Our guest blogger is Seth Hanlon, Director of Fiscal Reform at the Center for American Progress Action Fund.
A recent study by the nonpartisan Tax Policy Center found that Mitt Romney’s tax plan, which purports to be “revenue neutral,” would require households with incomes under $200,000 to pay higher taxes, on average, in order to finance tax cuts for the rich. In response, Romney economic advisor Martin Feldstein penned an op-ed in today’s Wall Street Journal claiming that Romney’s plan does not require such a tax increase.
Though Feldstein uses at least three sleights of hand to obscure the point, his analysis actually confirms TPC’s central finding. Here’s why:
1) Feldstein ignores Romney’s $1 trillion corporate tax cut, which is paid for by individual income tax increases.
Feldstein purports to show how reductions in tax breaks for high-income households could pay for a handful of Romney’s tax policies, including cuts in tax rates for individuals. But Feldstein conveniently ignores Romney’s tax cuts for corporations.
Romney’s plan would give corporations an “immediate” tax cut, cutting their rates from 35 percent to 25 percent. This tax cut would cost $96 billion in 2015 according to the Tax Policy Center (TPC) and more than $1 trillion over ten years. The TPC report did not even factor this massive corporate tax cut in their analysis of Romney’s plan under the very generous assumption that it would be fully paid for by eliminating business tax breaks.
But the Romney campaign has since made clear that the $1 trillion in corporate tax cuts aren’t paid for by any reductions in corporate tax breaks. Therefore, as the TPC researchers have noted, Romney’s corporate tax cuts would require “even larger cuts to tax expenditures [i.e. tax breaks], and correspondingly larger increases in taxes on middle- and/or lower-income taxpayers,” than their original study found. Feldstein simply ignores all of this.
2) Feldstein redefines the “middle class.”
In crunching numbers to try to make Romney’s tax plan add up, Feldstein counts only those households with incomes under $100,000 as “middle class.” He purports to demonstrate that Romney’s plan can add up if deductions are eliminated for households over $100,000. But this simply confirms the Tax Policy Center’s conclusion that Romney’s plan does not add up without a tax increase on households with incomes under $200,000. (This table from TPC shows that households in the $100,000-$200,000 range stand to lose much more from the elimination of tax breaks than they would gain from Romney’s tax rate cut.)
3) Feldstein cherry-picks his numbers to overstate savings.
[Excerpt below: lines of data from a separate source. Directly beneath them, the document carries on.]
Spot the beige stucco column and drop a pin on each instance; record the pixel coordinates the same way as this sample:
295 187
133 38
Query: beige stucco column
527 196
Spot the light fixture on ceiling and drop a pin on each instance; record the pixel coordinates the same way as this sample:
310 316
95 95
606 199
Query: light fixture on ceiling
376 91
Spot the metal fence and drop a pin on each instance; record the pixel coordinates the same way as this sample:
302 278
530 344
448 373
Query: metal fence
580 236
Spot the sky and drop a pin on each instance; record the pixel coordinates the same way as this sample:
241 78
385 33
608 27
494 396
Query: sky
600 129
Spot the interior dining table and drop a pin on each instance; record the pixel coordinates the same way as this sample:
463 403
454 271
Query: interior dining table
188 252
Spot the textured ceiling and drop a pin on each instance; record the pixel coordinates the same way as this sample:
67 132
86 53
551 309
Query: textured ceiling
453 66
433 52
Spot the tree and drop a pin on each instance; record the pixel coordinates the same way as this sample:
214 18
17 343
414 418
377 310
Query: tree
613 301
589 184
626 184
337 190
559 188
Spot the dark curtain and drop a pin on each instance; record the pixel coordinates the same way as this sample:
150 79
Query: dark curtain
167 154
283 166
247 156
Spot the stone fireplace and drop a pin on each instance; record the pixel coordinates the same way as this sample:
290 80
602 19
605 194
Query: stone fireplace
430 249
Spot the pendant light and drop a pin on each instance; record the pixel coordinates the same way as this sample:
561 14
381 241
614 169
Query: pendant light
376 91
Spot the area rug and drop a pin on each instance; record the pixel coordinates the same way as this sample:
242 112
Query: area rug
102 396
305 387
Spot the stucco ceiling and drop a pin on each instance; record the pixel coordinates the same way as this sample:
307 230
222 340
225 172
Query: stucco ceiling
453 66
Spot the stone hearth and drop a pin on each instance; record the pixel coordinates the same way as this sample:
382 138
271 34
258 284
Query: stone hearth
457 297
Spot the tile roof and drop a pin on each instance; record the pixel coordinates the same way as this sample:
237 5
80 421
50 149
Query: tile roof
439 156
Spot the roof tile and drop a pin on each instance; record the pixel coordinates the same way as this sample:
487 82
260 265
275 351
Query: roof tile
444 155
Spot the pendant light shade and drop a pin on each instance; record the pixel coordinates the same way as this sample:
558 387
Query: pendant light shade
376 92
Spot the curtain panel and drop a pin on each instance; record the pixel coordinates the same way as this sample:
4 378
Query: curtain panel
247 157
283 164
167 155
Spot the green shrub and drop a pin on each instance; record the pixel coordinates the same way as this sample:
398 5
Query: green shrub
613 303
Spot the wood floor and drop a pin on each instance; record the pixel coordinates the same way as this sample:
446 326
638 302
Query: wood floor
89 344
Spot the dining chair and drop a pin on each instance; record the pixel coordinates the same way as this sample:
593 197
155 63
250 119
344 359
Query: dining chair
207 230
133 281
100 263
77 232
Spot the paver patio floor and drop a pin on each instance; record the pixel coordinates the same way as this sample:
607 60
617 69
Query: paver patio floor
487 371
Finally, Feldstein uses selective and static numbers that overstate the possible savings from tax expenditure reductions. Feldstein seems to belittle the Tax Policy Center study as being based on “inevitably speculative” forecasts from a computer model. But TPC’s model is highly regarded and the same type regularly used by the Congressional Budget Office, Joint Tax Committee, the Treasury Department — and Feldstein himself — to analyze tax policies. There’s a reason everyone uses such models — it’s the only way to capture the complex interactions between tax rates and tax expenditures such as deductions and exemptions.
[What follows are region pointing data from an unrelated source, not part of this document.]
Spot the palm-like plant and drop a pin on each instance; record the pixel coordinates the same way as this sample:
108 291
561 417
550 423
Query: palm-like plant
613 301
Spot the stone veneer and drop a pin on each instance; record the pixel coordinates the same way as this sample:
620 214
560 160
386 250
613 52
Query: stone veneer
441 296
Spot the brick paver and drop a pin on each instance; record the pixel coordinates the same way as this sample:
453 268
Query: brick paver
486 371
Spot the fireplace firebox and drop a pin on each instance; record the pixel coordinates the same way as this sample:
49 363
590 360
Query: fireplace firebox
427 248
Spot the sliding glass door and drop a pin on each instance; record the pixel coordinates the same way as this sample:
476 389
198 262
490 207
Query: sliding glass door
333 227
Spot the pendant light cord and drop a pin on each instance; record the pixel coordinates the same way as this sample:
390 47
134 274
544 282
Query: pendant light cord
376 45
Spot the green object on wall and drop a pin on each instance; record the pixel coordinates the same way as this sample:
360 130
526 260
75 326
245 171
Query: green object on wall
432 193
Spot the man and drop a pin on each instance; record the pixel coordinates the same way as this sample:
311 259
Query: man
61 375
For his op-ed, Feldstein simply looks at numbers from tax returns from a single year, 2009. Then he makes some selective adjustments: For example, he inflates income levels on the assumption that lower tax rates would lead to higher levels of taxable income and therefore offset some of the revenue loss. Yet he fails to make corresponding adjustments to deductions to reflect behavioral responses, which means that he is probably vastly overstating the potential revenue from eliminating those deductions. Feldstein also fails to adjust for the fact that under Romney’s plan, where tax rates are reduced by 20 percent, the potential revenue gain from eliminating tax exclusions or deductions is automatically 20 percent less.
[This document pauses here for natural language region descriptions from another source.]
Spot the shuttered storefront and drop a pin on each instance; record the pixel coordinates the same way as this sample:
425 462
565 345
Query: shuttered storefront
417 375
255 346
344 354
All of these choices by Feldstein have the effect of overstating how much tax revenue can be gained by cutting upper-income tax breaks. Feldstein’s rough and selective calculations are nowhere near as credible as TPC’s analysis.
Feldstein makes other highly questionable leaps and assumptions. He asserts that eliminating the estate tax would be a “revenue gainer in the long term” (because fewer inheritances would go to tax-exempt charities and more would go to wealthy heirs!). Eliminating the estate tax would cost hundreds of billions in revenue according to CBO.
In all, Feldstein’s op-ed serves only to confirm what TPC and others have found: Mitt Romney would pay for his tax cuts for the rich by raising middle-class taxes.